Padmakumar Nair, CEO and Co-founder, Ennoventure

Padmakumar Nair is the co-founder and CEO of Ennoventure. An alumnus of the MIT Sloan School of Management, he brings with him over 18 years of leadership experience across the globe in devising strategies that bring companies to success. He has managed multi-disciplinary, cross-functional and geographically diverse teams to optimise business value by following a motivational style of leadership and encouraging open communication.


According to a recent report by Worldpay FIS, the Indian ecommerce industry will grow by 84% to a value of $111 billion by 2024. This is fuelled largely by the surge in demand during the Covid-19 pandemic, when social distancing norms compelled shoppers to rely on online portals. A negative side-effect of this, however, is that counterfeit goods now have an easy way to reach unsuspecting customers. Combating this calls for concentrated efforts from producers as well as the government – particularly with regard to product packaging and branding.

How counterfeiting grew during the pandemic

The Covid-19 pandemic flung the economy into disarray. Counterfeiters, whose previous ventures were mostly in alcohol and tobacco, saw a golden opportunity to fool large swathes of a stressed population. Many took advantage of the sudden demand for safety equipment to sell fake sanitisers and PPE kits. Medicines too were counterfeited and sold in large numbers, adding further stress to the already overworked healthcare industry. In fact, counterfeiting went up 20% in 2020 as compared to 2019 – a particularly disturbing figure in the light of the fact that India is steadily increasing its global exports presence.

Another recent trend in counterfeiting is that of consumer goods, particularly those sold online. Ecommerce has removed many of the entry barriers for small merchants – almost anyone can set up an online shop with one of the big marketplaces like Flipkart or Amazon. Moreover, since the pandemic began, online shopping became the channel of choice for all kinds of goods and not just fashion or luxury items. This has provided customers all over India with immense power in terms of choice, and has democratised the marketplace to include small and medium sellers in addition to MNC brands.

However, low barriers to entry also make things easier for counterfeiters, who can set up an online shop and sell knockoffs with no trouble. The key challenge here is combating highly aspirational buyers- especially those in low-income brackets – who are often indifferent to using cheaper versions of clothing or cosmetics as long as they ‘look’ authentic. Counterfeiters are becoming increasingly sophisticated in the kinds of packaging, textures and branding they can mimic, to the extent that they can infiltrate genuine supply chains without arousing any suspicion. Many counterfeiters can even copy holograms or QR codes, which are the traditional anti-counterfeiting options for packaging. While ecommerce marketplaces do their own checks on sellers, they are often unable to identify fakes in time and may be slow to remove the seller from the platform. This forces authentic brands to constantly have to recall their packaging and design new QR codes – an expensive and time-consuming process – while buyers continue to get duped in the meantime. Merchants thus have little incentive to adopt traceability and authenticity solutions – they neither have legal protection, nor are they convinced that those solutions will do any real good.

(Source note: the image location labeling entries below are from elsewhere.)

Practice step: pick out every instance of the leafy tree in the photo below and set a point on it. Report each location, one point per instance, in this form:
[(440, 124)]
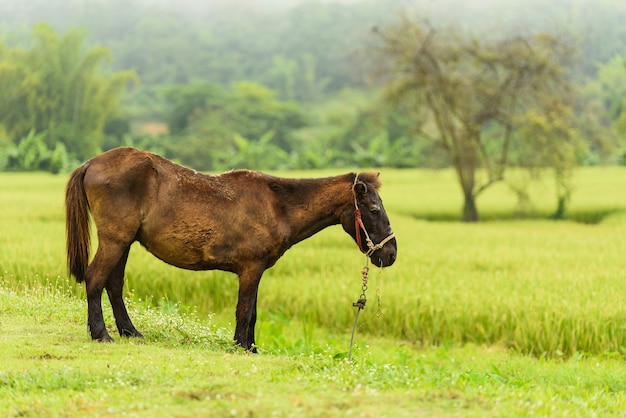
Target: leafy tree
[(209, 123), (32, 154), (461, 87), (58, 87)]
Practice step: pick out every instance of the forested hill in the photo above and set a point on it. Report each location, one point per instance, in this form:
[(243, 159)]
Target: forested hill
[(302, 49)]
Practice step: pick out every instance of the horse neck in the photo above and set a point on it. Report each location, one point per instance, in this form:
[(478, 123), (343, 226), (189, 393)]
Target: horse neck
[(319, 204)]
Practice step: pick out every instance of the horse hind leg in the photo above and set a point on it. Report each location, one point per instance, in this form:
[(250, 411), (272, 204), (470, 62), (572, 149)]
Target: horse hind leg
[(109, 255), (114, 287)]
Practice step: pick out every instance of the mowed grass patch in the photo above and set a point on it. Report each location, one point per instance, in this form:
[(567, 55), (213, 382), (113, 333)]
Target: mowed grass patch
[(185, 367), (539, 287)]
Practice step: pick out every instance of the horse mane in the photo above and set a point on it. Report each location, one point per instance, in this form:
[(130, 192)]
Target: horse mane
[(371, 180)]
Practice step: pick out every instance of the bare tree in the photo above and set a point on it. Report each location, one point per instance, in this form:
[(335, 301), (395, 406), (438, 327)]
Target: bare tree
[(463, 87)]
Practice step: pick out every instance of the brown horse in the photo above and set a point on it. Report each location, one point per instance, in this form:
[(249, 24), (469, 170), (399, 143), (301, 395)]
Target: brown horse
[(240, 221)]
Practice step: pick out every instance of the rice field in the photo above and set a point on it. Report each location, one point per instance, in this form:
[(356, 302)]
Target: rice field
[(517, 280)]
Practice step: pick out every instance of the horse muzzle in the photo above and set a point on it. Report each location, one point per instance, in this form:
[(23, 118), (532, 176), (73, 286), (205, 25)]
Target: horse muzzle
[(385, 256)]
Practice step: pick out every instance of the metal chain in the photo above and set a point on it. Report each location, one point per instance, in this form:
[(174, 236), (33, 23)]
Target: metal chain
[(360, 303)]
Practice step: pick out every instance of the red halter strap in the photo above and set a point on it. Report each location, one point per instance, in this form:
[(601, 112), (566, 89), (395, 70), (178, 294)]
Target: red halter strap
[(358, 225)]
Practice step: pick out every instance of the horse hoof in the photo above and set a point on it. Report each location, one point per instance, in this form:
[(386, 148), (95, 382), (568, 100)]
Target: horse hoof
[(104, 339), (131, 334)]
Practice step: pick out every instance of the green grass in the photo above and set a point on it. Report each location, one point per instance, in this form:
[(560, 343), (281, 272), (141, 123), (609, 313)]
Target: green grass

How anti-counterfeit solutions can make the industry more transparent and reliable

The global anti-counterfeit packaging market is set to rise from $106.3 billion in 2020 to $188.2 billion by 2025. In particular, mass encoding technology is set to lead this space owing to its product tracking solution through various nodes in supply and logistics. Cryptography, Blockchain and AI are set to contribute in a big way to anti-counterfeit measures that offer foolproof security with minimal hassle. Special care also needs to be taken to identify the exact vulnerabilities at different stages in the supply chain. For instance, adulteration is most likely to happen at the manufacturing stage, while fake packaging can happen during transportation as shipments are moved from warehouse to container or vice versa. 

One technology that has attracted interest in recent times is the invisible cryptographic signature. With these, companies need not waste time and money on changing their production process or their package design as they would have to for traditional holograms or QR codes. Instead, the signatures are embedded invisibly throughout the package, making them impossible to copy or remove.Customers can scan the package to check the signature and verify that their order has not been tampered with. These scans also enable geotagging for easy tracking throughout the shipping process, so that any suspicious activity can be caught at once. 

Brand awareness 

Anti-counterfeiting technology is only part of the story. To truly combat the spread of fake goods, customers need to be aware of how to tell genuine goods apart, which calls for committed customer engagement drives from brands. The more familiar a customer is with a brand, the less likely they are to be duped by a knock-off. There is thus a clear case for brands large and small to have an active social media presence and to frequently share information about its products, processes and packaging so that buyers always know what to look for.

As digitisation proliferates and more sellers are empowered to sell online, it is essential to remember the flipside to the benefits of ecommerce – which is that there is much more scope for counterfeiters to steal market shares. While tightened legislation is certainly called for, manufacturers also have a responsibility to invest in anti-counterfeiting technology as well as in brand awareness programmes to protect their customers from fakes. Once the entire country is aware of and alert to counterfeit goods, real progress can be made on eliminating them.